According to certain embodiments, processor cores 202A and 202B are operable to access data in a manner similar to that of traditional processor architectures (e.g., that described above with
When being accessed directly (via the “direct-access path” 206), main memory 201 returns the data residing at a given requested physical address, rather than returning a fixed-size block of data that is independent (in size) of the requested physical address. Thus, rather than a block-oriented access, an address-oriented access may be performed in which only the data for the requested physical address is retrieved. Further, when being accessed via the cache-access path, main memory 201 is capable of returning a cache block of data.

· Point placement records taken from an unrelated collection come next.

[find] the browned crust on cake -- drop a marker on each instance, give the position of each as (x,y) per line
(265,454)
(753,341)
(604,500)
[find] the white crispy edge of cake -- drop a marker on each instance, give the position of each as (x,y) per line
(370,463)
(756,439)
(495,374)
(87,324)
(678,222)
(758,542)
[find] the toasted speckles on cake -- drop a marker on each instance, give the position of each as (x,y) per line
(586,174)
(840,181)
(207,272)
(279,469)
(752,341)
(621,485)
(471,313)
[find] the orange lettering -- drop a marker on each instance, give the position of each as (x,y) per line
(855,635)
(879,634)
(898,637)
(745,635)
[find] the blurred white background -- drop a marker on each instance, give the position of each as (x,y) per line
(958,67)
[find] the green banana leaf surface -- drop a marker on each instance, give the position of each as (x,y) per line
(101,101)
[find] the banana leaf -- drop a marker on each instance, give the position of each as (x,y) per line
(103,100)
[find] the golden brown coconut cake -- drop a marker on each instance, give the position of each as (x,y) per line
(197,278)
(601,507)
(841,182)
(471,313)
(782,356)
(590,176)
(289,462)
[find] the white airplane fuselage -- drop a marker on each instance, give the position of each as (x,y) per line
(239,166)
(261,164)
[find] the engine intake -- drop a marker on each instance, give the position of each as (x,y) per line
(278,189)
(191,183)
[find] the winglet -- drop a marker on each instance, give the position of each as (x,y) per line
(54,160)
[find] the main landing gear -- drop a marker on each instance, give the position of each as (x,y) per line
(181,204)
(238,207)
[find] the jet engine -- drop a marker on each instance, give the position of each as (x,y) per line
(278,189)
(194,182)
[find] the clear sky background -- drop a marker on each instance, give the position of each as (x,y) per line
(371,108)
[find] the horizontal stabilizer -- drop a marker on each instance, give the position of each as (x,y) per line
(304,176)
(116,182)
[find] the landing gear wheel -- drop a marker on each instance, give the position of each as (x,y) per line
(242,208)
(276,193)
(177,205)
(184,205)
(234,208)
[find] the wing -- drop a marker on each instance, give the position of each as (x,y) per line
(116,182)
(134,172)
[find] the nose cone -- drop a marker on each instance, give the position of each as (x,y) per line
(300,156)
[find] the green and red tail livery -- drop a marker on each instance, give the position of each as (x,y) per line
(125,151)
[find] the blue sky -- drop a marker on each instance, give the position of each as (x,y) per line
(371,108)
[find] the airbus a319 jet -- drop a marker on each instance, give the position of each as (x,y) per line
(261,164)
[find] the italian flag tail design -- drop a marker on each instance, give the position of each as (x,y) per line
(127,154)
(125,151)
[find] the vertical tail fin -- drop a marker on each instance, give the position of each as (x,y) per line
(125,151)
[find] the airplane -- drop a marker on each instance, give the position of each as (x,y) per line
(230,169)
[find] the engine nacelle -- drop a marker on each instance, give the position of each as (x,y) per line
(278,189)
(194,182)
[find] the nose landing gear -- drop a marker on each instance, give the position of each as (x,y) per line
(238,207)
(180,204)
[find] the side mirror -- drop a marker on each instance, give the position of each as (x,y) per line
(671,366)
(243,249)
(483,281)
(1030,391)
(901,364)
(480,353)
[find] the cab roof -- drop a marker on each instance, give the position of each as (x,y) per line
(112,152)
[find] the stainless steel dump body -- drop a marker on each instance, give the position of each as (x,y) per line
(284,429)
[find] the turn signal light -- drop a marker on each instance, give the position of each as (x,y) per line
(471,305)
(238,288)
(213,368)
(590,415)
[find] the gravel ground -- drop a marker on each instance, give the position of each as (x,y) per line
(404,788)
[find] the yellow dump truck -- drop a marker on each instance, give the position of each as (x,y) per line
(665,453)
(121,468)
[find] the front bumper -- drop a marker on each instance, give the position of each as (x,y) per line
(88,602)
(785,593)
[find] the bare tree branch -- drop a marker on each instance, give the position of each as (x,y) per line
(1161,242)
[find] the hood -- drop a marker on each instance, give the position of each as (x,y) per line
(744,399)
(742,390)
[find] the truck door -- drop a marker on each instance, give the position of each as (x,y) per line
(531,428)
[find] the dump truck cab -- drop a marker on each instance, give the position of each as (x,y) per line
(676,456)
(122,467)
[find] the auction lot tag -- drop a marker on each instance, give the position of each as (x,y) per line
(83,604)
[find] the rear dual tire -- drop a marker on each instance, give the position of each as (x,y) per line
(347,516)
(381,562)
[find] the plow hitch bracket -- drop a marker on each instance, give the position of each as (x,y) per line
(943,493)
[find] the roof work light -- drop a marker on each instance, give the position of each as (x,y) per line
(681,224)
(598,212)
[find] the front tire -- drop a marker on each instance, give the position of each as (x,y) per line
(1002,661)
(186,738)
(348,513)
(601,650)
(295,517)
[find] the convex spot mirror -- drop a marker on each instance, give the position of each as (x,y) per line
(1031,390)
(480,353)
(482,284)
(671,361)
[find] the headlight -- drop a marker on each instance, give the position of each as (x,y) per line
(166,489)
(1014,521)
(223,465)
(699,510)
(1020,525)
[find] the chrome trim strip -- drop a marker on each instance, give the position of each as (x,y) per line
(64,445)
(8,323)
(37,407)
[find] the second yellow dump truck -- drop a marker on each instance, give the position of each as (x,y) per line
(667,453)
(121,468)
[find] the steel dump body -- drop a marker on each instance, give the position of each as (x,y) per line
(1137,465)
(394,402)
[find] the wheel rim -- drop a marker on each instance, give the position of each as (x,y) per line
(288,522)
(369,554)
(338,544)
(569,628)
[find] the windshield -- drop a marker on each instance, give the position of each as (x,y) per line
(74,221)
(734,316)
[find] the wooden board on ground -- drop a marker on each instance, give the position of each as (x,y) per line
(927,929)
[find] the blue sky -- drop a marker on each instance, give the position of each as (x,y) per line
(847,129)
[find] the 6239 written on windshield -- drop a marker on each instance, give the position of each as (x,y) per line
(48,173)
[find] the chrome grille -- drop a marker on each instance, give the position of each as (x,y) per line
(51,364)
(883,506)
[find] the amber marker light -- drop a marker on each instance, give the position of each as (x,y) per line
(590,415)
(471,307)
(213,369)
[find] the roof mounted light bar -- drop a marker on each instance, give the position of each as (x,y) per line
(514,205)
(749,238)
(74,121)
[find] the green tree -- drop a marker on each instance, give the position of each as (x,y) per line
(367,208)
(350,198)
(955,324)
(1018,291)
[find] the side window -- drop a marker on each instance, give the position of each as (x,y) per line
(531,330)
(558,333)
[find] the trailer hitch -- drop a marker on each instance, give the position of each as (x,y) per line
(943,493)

For instance, the non-sequential access main memory 201 can be used to emulate a block reference when desired for loading a cache block of data to cache 203, but also supports individual random address accesses without requiring a block load (e.g., when being accessed via the direct-access path 206). Thus, the same non-sequential access main memory 201 is utilized (with the same physical memory addresses) for both the cache-access path (e.g., utilized for data accesses by processor cores 202A and 202B in this example) and the direct-access path (e.g., utilized for data access by heterogeneous functional unit 204). According to one embodiment, non-sequential access main memory 201 is implemented by scatter/gather DIMMs (dual in-line memory modules) 21.
Thus, main memory subsystem 201 supports non-sequential memory references. According to one embodiment, main memory subsystem 201 has the following characteristics:
1) Each memory location is individually addressed. There is no built-in notion of a cache block.

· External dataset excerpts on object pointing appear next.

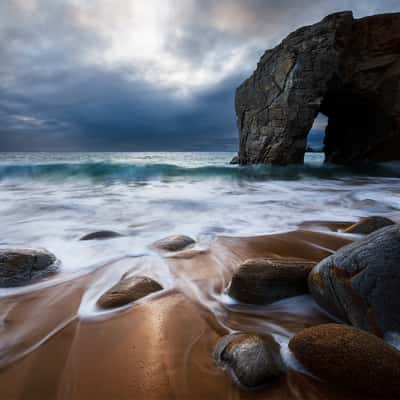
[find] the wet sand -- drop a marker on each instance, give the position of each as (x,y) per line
(161,347)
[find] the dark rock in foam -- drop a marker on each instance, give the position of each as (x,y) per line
(127,291)
(174,243)
(250,360)
(265,280)
(346,68)
(101,235)
(23,266)
(360,283)
(349,358)
(369,224)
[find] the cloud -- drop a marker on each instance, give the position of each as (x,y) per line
(134,75)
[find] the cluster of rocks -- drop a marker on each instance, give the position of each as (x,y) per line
(359,285)
(24,266)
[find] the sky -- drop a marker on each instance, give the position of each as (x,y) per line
(138,75)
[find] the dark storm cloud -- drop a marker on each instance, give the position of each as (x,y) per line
(56,93)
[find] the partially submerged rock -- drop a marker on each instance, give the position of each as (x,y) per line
(265,280)
(174,243)
(250,360)
(360,283)
(235,160)
(127,291)
(23,266)
(101,235)
(349,357)
(368,225)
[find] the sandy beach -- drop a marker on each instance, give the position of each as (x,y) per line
(160,347)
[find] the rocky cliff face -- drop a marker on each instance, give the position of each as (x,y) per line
(347,69)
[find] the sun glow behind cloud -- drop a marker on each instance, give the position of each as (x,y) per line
(132,74)
(137,36)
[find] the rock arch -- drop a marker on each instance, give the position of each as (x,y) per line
(347,69)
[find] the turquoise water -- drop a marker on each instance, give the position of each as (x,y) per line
(51,199)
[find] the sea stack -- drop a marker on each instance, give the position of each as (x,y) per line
(346,68)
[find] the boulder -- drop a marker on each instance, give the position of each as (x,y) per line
(368,225)
(235,160)
(250,360)
(360,283)
(23,266)
(100,235)
(349,358)
(265,280)
(174,243)
(127,291)
(345,68)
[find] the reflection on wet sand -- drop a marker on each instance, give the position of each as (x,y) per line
(160,347)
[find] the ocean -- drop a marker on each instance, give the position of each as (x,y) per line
(50,200)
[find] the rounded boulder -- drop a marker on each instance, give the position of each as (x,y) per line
(346,356)
(360,283)
(174,243)
(368,225)
(251,361)
(265,280)
(23,266)
(128,290)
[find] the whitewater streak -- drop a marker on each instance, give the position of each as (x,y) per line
(50,200)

2) The entire physical memory is highly interleaved. Interleaving means that each operand resides in its individually controlled memory location.

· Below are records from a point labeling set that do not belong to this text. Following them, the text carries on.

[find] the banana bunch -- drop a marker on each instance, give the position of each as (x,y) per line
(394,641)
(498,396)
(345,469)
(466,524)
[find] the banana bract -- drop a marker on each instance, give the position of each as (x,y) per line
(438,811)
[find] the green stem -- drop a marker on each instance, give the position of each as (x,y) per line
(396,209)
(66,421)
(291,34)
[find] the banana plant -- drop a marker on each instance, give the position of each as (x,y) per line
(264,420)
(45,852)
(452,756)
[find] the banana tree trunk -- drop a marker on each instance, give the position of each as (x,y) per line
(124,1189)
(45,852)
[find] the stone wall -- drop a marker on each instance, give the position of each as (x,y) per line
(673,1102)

3) Thus, full memory bandwidth is achieved for a non-sequentially referenced address pattern. For instance, in the above example of the DO loop that accesses every fourth memory address, the full memory bandwidth is achieved for the address reference pattern: Address1, Address5, Address9, and Address13.
4) If the memory reference is derived from a micro-core, then the memory reference pattern is sequential, e.g., physical address reference pattern: Address1, Address2, Address3, . . . Address8 (assuming a cache block of 8 operands or 8 words).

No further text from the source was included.